Under the Sea Wind
- First edition
- Author: Rachel L. Carson
- Illustrator: Howard Frech (first) Robert W. Hines (1991)
- Language: English
- Series: Sea trilogy
- Subject: Ocean and shore life
- Genre: Nature writing
- Publisher: Simon & Schuster (1941) Oxford University Press (1952) Penguin Nature Classics (1996)
- Publication date: 1941
- Publication place: United States
- Media type: Print
- Followed by: The Sea Around Us

= Under the Sea Wind =

1941
book by Rachel Carson

Under the Sea Wind: A Naturalist's Picture of Ocean Life (1941) is the first book written by the American marine biologist Rachel Carson. It was published by Simon & Schuster in 1941 and received very good reviews, but sold poorly. After the great success of a sequel The Sea Around Us (Oxford, 1951), it was reissued by Oxford University Press; that edition was an alternate Book-of-the-Month Club selection and became another bestseller, and has never gone out of print. It is recognized as one of the "definitive works of American nature writing," and is in print as one of the Penguin Nature Classics.

Under the sea-wind was reportedly Rachel Carson's personal favourite book, although first edition copies by Simon & Schuster remain scarce.

==Background==
Under the Sea Wind was based on the article Undersea by Carson, published in The Atlantic Monthly in 1937. This article began as an eleven-page introduction to a government fisheries brochure, and grew into Carson's first book. Prior to publishing Undersea, she wrote marine themed radio scripts which influenced her later work. The article elaborates on ecology and the unwavering will to survive that embodies marine organisms. After the article was published, Dutch-born children's author Hendrik Van Loon became interested in Carson's work. He supported and encouraged her to continue this type of depiction of nature in her writing, as well as advising her about publishing. Carson furthered the perspectives from her article and expanded them in Under the Sea Wind, which was described as her personal favorite. The initial failure of Under the Sea Wind may have been due to the bombing of Pearl Harbor and America entering World War II the same year it was published. The book became popular after the publication of the second book in the Sea Trilogy, The Sea Around Us, and it was this second text that established her as a natural history author.

==Description==
Under the Sea Wind describes the behavior of organisms that live both on and in the sea on the Atlantic coast. Under the Sea Wind consists of three parts, each following a different organism that interacts with the sea, and viewing it from a personified organism's perspective. The first section, Edge of the Sea, follows a female sanderling Carson names Silverbar. The second section, The Gull's Way,  follows a mackerel named Scomber, and the third section, River and Sea follows Anguilla, an eel. The narrative follows these creature's migration habits over the span of a year.

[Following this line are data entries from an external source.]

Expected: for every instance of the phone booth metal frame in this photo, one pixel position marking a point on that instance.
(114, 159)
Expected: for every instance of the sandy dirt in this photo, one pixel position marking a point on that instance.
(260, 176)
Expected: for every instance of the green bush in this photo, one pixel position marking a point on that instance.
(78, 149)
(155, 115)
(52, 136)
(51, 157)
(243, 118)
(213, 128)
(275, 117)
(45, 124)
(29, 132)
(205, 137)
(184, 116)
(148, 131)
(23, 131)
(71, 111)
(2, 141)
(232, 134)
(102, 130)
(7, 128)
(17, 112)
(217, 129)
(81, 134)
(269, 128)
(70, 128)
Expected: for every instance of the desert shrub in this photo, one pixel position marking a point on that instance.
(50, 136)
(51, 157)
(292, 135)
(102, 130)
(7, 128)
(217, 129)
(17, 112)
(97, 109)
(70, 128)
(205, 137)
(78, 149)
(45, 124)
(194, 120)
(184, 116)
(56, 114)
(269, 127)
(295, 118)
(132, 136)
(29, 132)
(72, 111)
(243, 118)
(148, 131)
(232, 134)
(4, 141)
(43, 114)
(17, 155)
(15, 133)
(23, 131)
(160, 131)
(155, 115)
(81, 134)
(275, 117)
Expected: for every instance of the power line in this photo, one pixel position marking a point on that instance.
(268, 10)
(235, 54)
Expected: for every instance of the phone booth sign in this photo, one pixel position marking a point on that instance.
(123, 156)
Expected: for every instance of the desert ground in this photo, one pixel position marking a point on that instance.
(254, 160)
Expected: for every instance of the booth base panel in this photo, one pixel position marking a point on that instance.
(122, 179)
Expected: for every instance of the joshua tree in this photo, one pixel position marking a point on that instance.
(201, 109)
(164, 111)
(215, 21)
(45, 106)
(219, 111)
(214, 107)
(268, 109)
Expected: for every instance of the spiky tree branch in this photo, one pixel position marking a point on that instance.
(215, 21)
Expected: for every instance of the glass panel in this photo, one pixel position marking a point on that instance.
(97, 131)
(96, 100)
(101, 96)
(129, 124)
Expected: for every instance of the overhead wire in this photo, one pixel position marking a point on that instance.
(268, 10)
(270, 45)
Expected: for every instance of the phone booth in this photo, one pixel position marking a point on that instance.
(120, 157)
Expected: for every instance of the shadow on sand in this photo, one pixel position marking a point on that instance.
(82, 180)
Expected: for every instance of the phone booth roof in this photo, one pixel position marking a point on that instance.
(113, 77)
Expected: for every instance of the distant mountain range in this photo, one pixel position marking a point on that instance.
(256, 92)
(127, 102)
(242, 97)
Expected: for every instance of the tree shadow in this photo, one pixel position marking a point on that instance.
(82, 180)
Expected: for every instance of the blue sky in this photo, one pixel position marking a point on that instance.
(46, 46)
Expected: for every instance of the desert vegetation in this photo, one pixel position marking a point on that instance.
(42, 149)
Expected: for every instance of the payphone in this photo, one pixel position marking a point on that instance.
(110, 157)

Viewing ocean life from a broader ecological perspective was crucial to Carson, rather than just isolating parts of the sea. The term "sea wind" was Carson's way of referring to the entirety of the shore, sea, and sky. Carson had a poetic way of writing about nature, while still maintaining the scientific accuracy of her observations. Her work draws connections between nature and home, the borders of interrelated communities, and the growing separation between man and nature. Carson took inspiration from natural history authors such as Henry Williamson and Henry Beston, and uses her scientific expertise to ground Under the Sea Wind in scientifically accurate detail on each animal's appearance, diet and behavior.

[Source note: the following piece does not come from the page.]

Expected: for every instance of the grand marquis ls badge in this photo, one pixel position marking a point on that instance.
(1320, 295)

Carson's stated goal of using poetic prose and personifying sea life was "to make the sea and its life as vivid a reality for those who may read the book as it has become for me during the past decade." This writing style brought scientific observations to a larger audience, and as stated by fellow marine environmentalist author Joel Hedgpeth in a review of the book, allowed for "turning the subject of the sea to a respectable reading matter for the clientele of the New Yorker and Reader's Digest sets, and inspiring a fashion in literature about the sea, its ways, and creatures." The style of Carson's writing makes the book suitable for children as well as adults, and the appeal is enhanced with illustrations, originally by Howard Frech. These were eventually replaced in 1991 with illustrations by Robert W. Hines. Though Under the Sea Wind is a story of struggle and chance survival, the style that Carson presents is in stark contrast to her later work, Silent Spring, which is much more dire and analytical.